The example for Oliver's tank I used I can only see nerites as the algae cleaning preference and there doesn't seem to be very many. Oh well... more questions to ask him when he comes here to texas =).

David


----------



## PondPimp (Dec 16, 2004)

I get bunches during the summer off pond plants I bring in, might check with some local ponders if you cant find them elsewhere. 

Jonathan...


----------



## Cavan Allen (Jul 22, 2004)

The snails are indeed _Neritina natalensis_. They do breed in fresh water. The ones that don't are _N. reclivata_, a brackish snail native to Florida. Everyone seems to have them in Canada, but they are apparently quite difficult to obtain in the US. I'm still working on it myself...

http://perso.infonie.be/pomacea/neritina_natalensis_uk.htm


----------



## amber2461 (Jun 15, 2004)

Hi David

Sorry for the late reply, but it was CNY and the computer decided to take a break and threw a tantrum ... LOL

Am back now, the tank is a 20 gal long. It didn't house any other algae eaters but the 2 snails for at least 6 months, they did quite well by themselves but poop a lot. I recently added 2 ottos, a pair of Yamatos and a SAE.

They all get along fine with the 7 baby Pristellas and a pair of Rosey Barbs I have in that tank. It is a mismatch tank, as you can see by its inhabitants.

Cheers


----------



## fishyface (Feb 7, 2005)

amber2461 said:


> It is a Neritina Natalensis ... I have 2 in my tanks, they do quite a good job of cleaning up algae.
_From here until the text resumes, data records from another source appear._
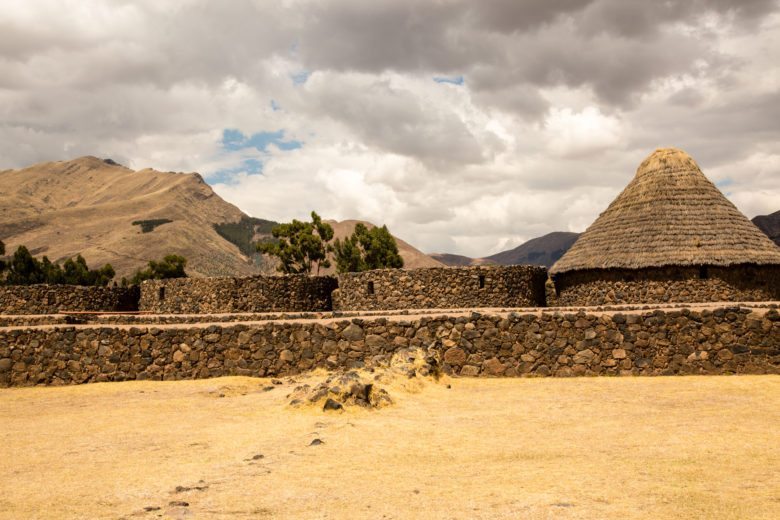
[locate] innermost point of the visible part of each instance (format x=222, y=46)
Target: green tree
x=367, y=249
x=171, y=266
x=300, y=245
x=25, y=269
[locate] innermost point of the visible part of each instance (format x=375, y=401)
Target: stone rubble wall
x=442, y=288
x=667, y=285
x=52, y=299
x=291, y=293
x=721, y=341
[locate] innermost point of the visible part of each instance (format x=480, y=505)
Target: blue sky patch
x=453, y=80
x=234, y=140
x=226, y=175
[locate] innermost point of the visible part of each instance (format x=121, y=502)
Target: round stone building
x=670, y=236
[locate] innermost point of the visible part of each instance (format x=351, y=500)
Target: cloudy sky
x=467, y=127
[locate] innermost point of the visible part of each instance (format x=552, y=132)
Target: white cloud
x=559, y=104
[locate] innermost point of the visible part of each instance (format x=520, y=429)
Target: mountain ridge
x=109, y=213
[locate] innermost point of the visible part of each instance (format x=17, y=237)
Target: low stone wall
x=292, y=293
x=742, y=283
x=51, y=299
x=725, y=340
x=442, y=288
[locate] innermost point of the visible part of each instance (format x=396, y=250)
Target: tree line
x=304, y=247
x=22, y=268
x=300, y=246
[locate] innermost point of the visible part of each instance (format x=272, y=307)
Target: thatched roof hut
x=669, y=215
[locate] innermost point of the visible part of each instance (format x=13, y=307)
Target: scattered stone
x=330, y=404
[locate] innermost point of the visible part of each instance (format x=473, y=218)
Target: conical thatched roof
x=670, y=214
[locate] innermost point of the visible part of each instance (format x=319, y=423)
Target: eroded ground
x=677, y=447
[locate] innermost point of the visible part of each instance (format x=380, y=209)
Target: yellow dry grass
x=681, y=447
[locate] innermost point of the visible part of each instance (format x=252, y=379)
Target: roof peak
x=669, y=214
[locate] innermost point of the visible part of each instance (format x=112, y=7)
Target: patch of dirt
x=409, y=369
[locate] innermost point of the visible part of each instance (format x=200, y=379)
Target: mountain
x=452, y=260
x=769, y=224
x=545, y=251
x=413, y=258
x=112, y=214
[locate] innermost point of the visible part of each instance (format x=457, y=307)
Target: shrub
x=147, y=226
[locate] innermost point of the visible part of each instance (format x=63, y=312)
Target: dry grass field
x=679, y=447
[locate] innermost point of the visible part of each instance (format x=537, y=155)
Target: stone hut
x=670, y=236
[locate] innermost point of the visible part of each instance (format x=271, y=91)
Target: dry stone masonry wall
x=721, y=341
x=742, y=283
x=442, y=288
x=292, y=293
x=52, y=299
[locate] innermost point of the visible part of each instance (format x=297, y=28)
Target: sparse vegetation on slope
x=24, y=269
x=367, y=249
x=172, y=266
x=301, y=247
x=147, y=226
x=244, y=232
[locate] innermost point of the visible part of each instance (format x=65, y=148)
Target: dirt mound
x=406, y=370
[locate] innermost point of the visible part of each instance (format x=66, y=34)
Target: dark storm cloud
x=558, y=103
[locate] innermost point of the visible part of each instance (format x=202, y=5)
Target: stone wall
x=743, y=283
x=51, y=299
x=721, y=341
x=442, y=288
x=292, y=293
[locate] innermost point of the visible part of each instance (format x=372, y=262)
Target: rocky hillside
x=112, y=214
x=769, y=224
x=545, y=251
x=413, y=258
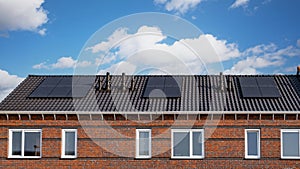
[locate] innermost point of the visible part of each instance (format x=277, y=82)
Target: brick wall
x=106, y=144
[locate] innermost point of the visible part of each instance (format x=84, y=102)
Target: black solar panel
x=63, y=87
x=248, y=81
x=60, y=91
x=266, y=81
x=251, y=92
x=270, y=92
x=163, y=87
x=259, y=87
x=51, y=81
x=41, y=91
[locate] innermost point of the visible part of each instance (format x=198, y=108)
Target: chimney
x=132, y=84
x=108, y=82
x=229, y=83
x=98, y=84
x=123, y=82
x=221, y=81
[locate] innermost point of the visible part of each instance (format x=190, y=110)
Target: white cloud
x=145, y=49
x=7, y=83
x=262, y=56
x=239, y=3
x=178, y=6
x=62, y=63
x=26, y=15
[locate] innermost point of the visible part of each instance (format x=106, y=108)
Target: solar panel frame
x=173, y=82
x=51, y=81
x=60, y=91
x=270, y=92
x=248, y=81
x=266, y=82
x=251, y=92
x=41, y=91
x=172, y=92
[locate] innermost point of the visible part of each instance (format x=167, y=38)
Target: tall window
x=187, y=143
x=252, y=143
x=69, y=143
x=25, y=143
x=143, y=143
x=290, y=141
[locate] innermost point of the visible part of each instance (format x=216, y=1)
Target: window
x=252, y=143
x=143, y=143
x=187, y=143
x=25, y=143
x=69, y=143
x=290, y=148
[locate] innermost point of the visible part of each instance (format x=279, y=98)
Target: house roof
x=198, y=93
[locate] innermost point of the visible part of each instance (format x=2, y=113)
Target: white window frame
x=258, y=144
x=23, y=131
x=281, y=142
x=63, y=155
x=137, y=155
x=190, y=131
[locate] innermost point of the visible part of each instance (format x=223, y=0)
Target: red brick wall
x=98, y=140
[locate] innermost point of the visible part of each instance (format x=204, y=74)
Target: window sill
x=25, y=157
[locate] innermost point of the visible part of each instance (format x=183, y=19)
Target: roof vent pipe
x=123, y=82
x=221, y=81
x=108, y=82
Hey amber, would love to know where you obtained these from! can ya help a fella out? [smilie=r:


----------



## amber2461 (Jun 15, 2004)

Sure, where are you at??? Big Al's at Richmond recently had a big batch come in, this was 2 weeks ago, they might still be there though. Be warned, they are asking for 5.99 each.

Cheers


----------



## fishyface (Feb 7, 2005)

excellent! thanks a pile...i'm going there today as fate might have it and will grab a few. they don't eat plants do they? anyhow, yah, i live in east vancouver, commercial drive area [smilie=h:


----------